Speaking at the Consumer Advocacy Groups Consultative Meeting in Abuja, the Chairman, NERC, Dr. Sam Amadi said, electricity consumers are huge and scattered therefore weakens the robustness of regulatory framework.
Amadi said, the meeting which was first of its kind, was aimed at engineering a process that would help set up advocacy network using the consumers because of the recognised gap in the balance of power in the electricity market.
He said the advocacy groups would protect the interest of the consumers by bringing to account the regulator and the operators.
The 6-page proposed document for the development of the Nigerian Electricity Consumer Advocacy Network (NECAN), was presented to consumers drawn from across the states of the federation.
Presenting the proposed document, NERC said in furtherance of its consumer protection mandate, it has “taken the strategic decision to pro-actively empower electricity consumers so that they can be better placed to make informed inputs into the regulatory process, be better enabled to advocate for their interests on the basis of knowledge and reason, and be in a stronger position to influence outcomes in the sector.”
The Commission gave the objectives to include: “to provide a structured platform for electricity consumers to be better organised, sensitised and constructively engaged in the electricity decision-making process; enhance the voice, bargaining power and agency of electricity consumers as critical stakeholders in the regulatory process;
“Improve the capacity of electricity consumers to make informed and fact-based contributions to consultative and deliberative aspects of decision-making; reduce the scope for conflicts in the sector by ensuring greater understanding and proactive engagement between operators of the electricity sector.”
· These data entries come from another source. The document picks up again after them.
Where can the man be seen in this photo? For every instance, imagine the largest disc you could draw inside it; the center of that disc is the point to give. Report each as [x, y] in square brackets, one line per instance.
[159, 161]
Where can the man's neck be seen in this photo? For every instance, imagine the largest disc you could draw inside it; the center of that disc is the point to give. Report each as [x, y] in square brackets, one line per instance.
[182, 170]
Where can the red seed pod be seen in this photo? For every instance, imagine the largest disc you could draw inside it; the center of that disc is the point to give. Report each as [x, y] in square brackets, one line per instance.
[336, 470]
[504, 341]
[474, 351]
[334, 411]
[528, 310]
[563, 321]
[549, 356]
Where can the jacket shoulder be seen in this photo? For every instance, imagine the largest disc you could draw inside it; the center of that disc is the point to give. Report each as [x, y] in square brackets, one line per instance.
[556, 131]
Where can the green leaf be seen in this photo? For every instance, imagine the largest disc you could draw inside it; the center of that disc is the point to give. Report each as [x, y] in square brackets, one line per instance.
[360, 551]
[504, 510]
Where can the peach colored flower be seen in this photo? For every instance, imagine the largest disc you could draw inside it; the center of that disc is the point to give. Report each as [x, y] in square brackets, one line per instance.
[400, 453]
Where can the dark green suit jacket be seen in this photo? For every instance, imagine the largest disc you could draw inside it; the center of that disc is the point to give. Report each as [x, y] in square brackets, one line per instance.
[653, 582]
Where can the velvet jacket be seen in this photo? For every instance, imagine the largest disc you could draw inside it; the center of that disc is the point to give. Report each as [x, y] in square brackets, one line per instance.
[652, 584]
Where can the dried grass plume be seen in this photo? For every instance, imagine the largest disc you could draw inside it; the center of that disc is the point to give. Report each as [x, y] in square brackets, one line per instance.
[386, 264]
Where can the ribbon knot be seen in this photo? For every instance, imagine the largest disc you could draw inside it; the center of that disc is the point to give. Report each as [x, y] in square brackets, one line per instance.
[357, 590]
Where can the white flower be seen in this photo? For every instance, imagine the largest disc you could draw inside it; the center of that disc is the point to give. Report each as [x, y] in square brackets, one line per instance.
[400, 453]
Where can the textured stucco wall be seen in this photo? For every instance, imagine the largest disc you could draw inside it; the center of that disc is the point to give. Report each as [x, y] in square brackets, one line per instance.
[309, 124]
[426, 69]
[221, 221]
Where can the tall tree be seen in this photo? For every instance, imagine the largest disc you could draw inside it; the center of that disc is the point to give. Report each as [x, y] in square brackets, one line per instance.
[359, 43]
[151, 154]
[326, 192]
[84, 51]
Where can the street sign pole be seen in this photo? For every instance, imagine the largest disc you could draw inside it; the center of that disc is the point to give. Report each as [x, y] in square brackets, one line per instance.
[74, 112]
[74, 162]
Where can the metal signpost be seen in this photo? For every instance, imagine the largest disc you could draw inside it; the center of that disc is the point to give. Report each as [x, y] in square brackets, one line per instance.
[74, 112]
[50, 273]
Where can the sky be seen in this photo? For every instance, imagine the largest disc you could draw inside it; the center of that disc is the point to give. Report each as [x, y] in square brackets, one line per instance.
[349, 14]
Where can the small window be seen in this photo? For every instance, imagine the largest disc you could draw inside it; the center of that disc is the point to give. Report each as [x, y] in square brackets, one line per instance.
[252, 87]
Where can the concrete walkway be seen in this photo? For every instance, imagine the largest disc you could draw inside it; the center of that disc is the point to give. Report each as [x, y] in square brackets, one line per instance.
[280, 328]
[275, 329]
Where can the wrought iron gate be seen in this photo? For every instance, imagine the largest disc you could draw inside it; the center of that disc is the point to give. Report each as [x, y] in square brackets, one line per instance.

Meanwhile, some of the industrial consumers expressed fears that the residential consumers especially artisans may lack professional/technical competence to join the network.
On the independence of the network, consumers also expressed fears that they may not have the full independence as required to carryout the work effectively. However, NERC assured it would not interfere with their work.
Nevertheless, they advised that since the regulators are also consumers, there should be legal backings to ensure that they don’t form alliance to influence the process to their advantage.
They also lamented that the rural communities in Nigeria are always left out by NERC in terms of information dissemination, pointing that even the advocacy meeting was organised without the rural consumers.
Amadi agreed that the commission has not been fair to consumers at rural areas with regards to information dissemination about meetings, but however, assured that they would also be captured in the plan advocacy network.